In this post, I would like to share with you the reasons why I love the French word chef-d’œuvre (=masterpiece). My interest for this word has nothing to do with its meaning. As a program manager working with computational linguists, I find it fascinating because it epitomizes the numerous difficult decisions one has to make when building natural language processing systems like word-breakers, tokenizers, spell-checkers, etc.

One of the most vexing problems in NLP is to decide whether hyphens and apostrophes are breaking characters or not. The identification of word boundaries (tokenization) is indeed essential, as I have argued elsewhere in an attempt to show that word-breaking is not easy. Hyphens frequently separate distinct tokens, as in le match France-Italie (nobody would argue that France-Italie is one word and nobody would expect to find the whole string in a dictionary). In chef-d’œuvre, however, the hyphen is part of the word and everyone will expect the whole string to be granted entry status in a dictionary. It should be considered as one token that has little to do with the word chef (which typically refers to a person), unless one considers the etymology of the word. This means that, in a search scenario, a user would not consider a document containing the words chef and oeuvre used separately as relevant if that user typed the keyword chef-d’œuvre.

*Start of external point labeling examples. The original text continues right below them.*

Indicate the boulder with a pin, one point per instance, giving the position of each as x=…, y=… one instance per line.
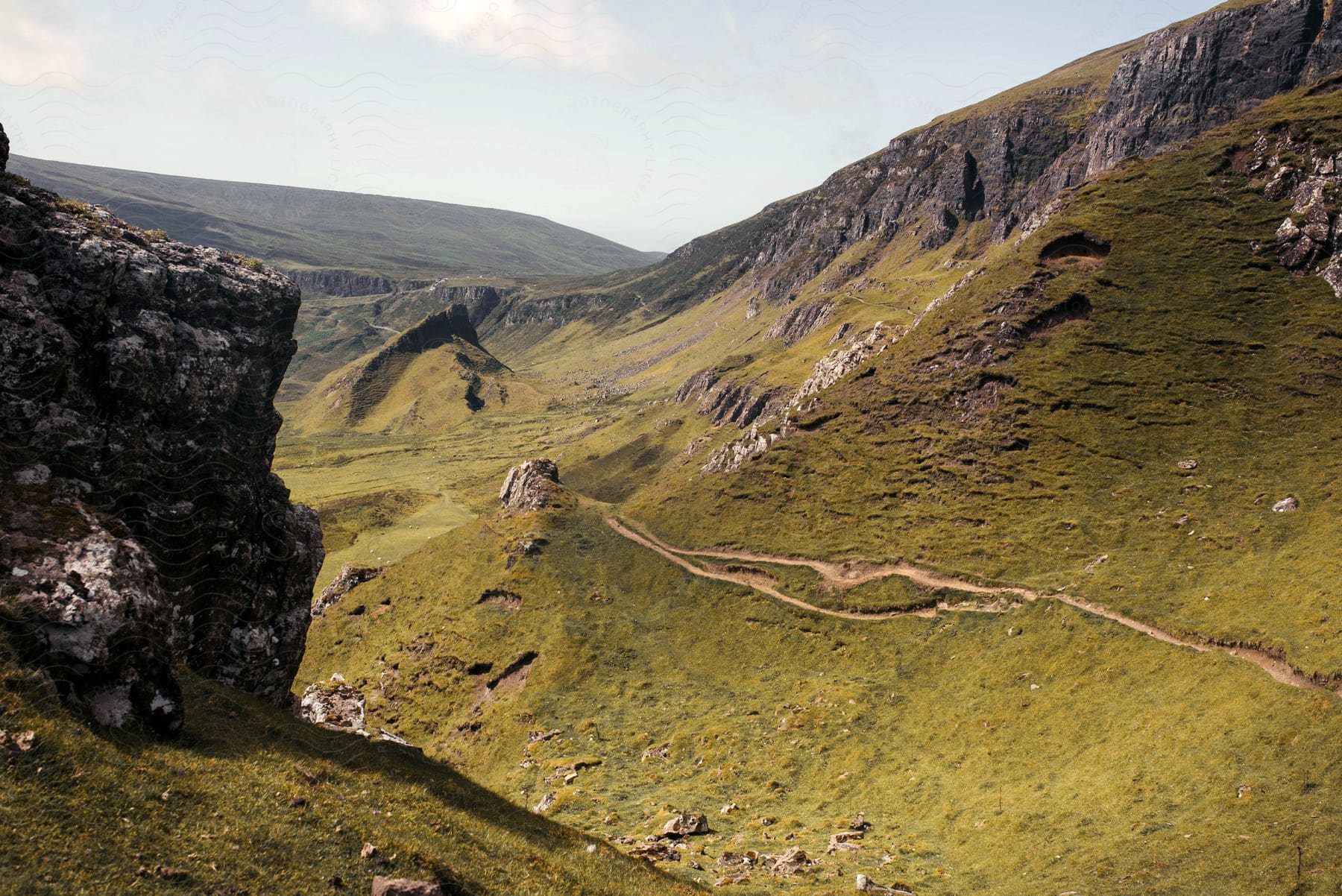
x=684, y=825
x=793, y=862
x=345, y=581
x=338, y=707
x=403, y=887
x=530, y=486
x=657, y=849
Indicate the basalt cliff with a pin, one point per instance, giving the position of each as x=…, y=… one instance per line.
x=142, y=526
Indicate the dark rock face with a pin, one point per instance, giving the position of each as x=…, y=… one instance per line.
x=800, y=322
x=478, y=300
x=142, y=372
x=530, y=486
x=86, y=604
x=1006, y=163
x=345, y=283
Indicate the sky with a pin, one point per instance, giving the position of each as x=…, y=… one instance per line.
x=647, y=122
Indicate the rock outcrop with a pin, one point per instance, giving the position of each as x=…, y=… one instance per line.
x=530, y=486
x=140, y=373
x=337, y=706
x=1004, y=161
x=1308, y=240
x=344, y=283
x=800, y=321
x=345, y=581
x=404, y=887
x=478, y=300
x=85, y=604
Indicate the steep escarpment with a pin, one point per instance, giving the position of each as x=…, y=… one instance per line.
x=139, y=429
x=998, y=165
x=337, y=282
x=432, y=374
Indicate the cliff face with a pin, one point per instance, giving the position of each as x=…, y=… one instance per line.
x=136, y=388
x=345, y=283
x=1006, y=161
x=1003, y=161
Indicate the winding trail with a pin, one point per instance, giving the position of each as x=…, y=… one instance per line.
x=845, y=575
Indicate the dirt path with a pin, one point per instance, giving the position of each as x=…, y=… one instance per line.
x=848, y=575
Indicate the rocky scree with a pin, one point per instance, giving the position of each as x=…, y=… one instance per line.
x=137, y=379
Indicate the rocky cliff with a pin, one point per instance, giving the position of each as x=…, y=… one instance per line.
x=137, y=436
x=1009, y=157
x=1003, y=161
x=345, y=283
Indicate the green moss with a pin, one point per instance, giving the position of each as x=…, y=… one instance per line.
x=251, y=800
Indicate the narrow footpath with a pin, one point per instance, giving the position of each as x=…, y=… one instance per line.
x=855, y=573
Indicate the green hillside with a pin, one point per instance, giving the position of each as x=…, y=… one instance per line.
x=295, y=228
x=250, y=800
x=1102, y=412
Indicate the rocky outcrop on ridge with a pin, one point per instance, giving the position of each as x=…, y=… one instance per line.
x=478, y=300
x=344, y=283
x=800, y=321
x=1004, y=161
x=1310, y=236
x=137, y=379
x=345, y=581
x=530, y=486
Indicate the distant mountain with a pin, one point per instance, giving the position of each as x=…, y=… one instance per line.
x=340, y=243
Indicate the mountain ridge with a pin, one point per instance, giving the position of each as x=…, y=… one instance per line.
x=305, y=231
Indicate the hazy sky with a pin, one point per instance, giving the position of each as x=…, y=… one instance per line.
x=646, y=122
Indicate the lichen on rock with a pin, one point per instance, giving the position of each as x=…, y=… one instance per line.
x=139, y=376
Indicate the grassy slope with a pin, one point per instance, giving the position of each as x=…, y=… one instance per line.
x=1197, y=347
x=97, y=813
x=290, y=227
x=1120, y=773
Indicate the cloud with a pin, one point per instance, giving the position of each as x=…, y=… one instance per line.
x=570, y=37
x=40, y=40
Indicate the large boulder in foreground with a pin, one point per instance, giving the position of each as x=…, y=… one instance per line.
x=87, y=607
x=139, y=374
x=530, y=486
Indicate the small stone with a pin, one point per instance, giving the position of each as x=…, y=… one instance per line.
x=403, y=887
x=686, y=825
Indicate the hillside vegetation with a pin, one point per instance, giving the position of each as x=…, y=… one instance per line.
x=1103, y=403
x=250, y=800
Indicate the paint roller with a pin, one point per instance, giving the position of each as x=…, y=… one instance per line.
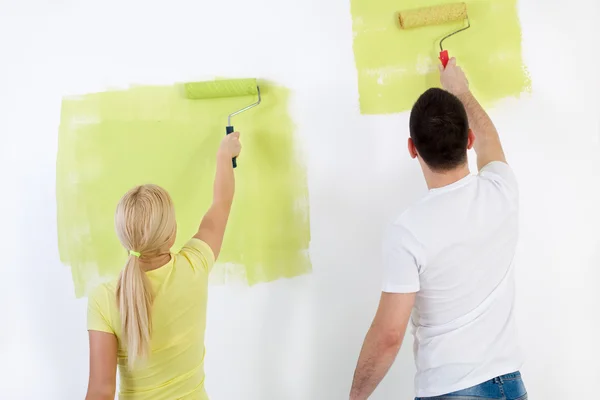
x=436, y=15
x=224, y=88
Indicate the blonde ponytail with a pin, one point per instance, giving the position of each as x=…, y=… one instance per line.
x=134, y=294
x=145, y=224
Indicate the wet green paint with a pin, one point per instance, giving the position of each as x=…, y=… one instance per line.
x=395, y=66
x=112, y=141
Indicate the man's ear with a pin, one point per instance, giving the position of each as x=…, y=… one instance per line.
x=412, y=150
x=471, y=139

The apostrophe in chef-d’œuvre is also interesting. Apostrophes are frequently used in French elided forms when a pronoun or a determiner is followed by a word that starts with a vowel (consider l’école [the school), je l’aime [I love her], j’arrive [I’m coming]]. In such cases, it is normal to consider that the string is made up of two distinct tokens (l’école -> l’ + école). The apostrophe in chef-d’œuvre has a distinct status and is an integral part of the word, very much like in other French words such as aujourd’hui, prud’homme, and a few others.

The word chef-d’œuvre is also interesting because it includes a special character, œ, known as a “ligature” (two or more letters joined together). Many other words in French include ligatures such as œ  or æ (œuf [egg], sœur [sister], cœur [heart], cæcum …) and many other languages use characters which are not traditionally found in English (the German β or the Spanish ñ are cases in point). This reminds us that many NLP projects started with applications developed for English initially and subsequently required specific changes to take into account the non-ascii characters found in many other languages. Until very recently, the OpenOffice.org French spell-checker used to flag forms with ligatures like sœur or œuf as incorrect and only verified the incorrect spellings with two distinct characters (soeur, oeuf…). With the advent of Unicode, such problems are probably less frequent today, but it is clear that any multilingual project needs to consider idiosyncrasies such as the use of diacritics and other special characters some languages love so much…

From a morphological point of view, the word chef-d’œuvre is also atypical. While regular nouns typically take a final “s” in the plural in French (singular maison [house] -> plural maisons), the form *chef-d’œuvres is incorrect and should be flagged by a spell-checker, even if œuvres is correct on its own in other contexts. Rather, the plural is formed by adding an “s” at the end of the subtoken chef: des chefs-d’œuvre.

Finally, if you consider how the word is pronounced, it is clear that chef-d’œuvre poses a number of challenges: why is it that the “f” is pronounced in chef [∫εf ], but not in chef-d’œuvre [ ∫εdœvR ]? Interesting problem for my colleagues who create text-to-speech systems…

Chef-d’œuvre  is certainly not the only complex word which encapsulates so many difficulties for those of us who create NLP applications. I could probably also have chosen le hors-d’œuvre [appetizer], which begins with an aspirated ‘h’ and does not admit elision, unlike homme [man] -> l’homme. Main-d’œuvre [manpower] would probably have been a nice candidate, too. In fact, there is no dearth of thorny issues linguists need to deal with. Well, languages are difficult, aren’t they? That’s probably what makes my job here so challenging and so interesting …

 

-- Thierry Fontenelle (Program Manager)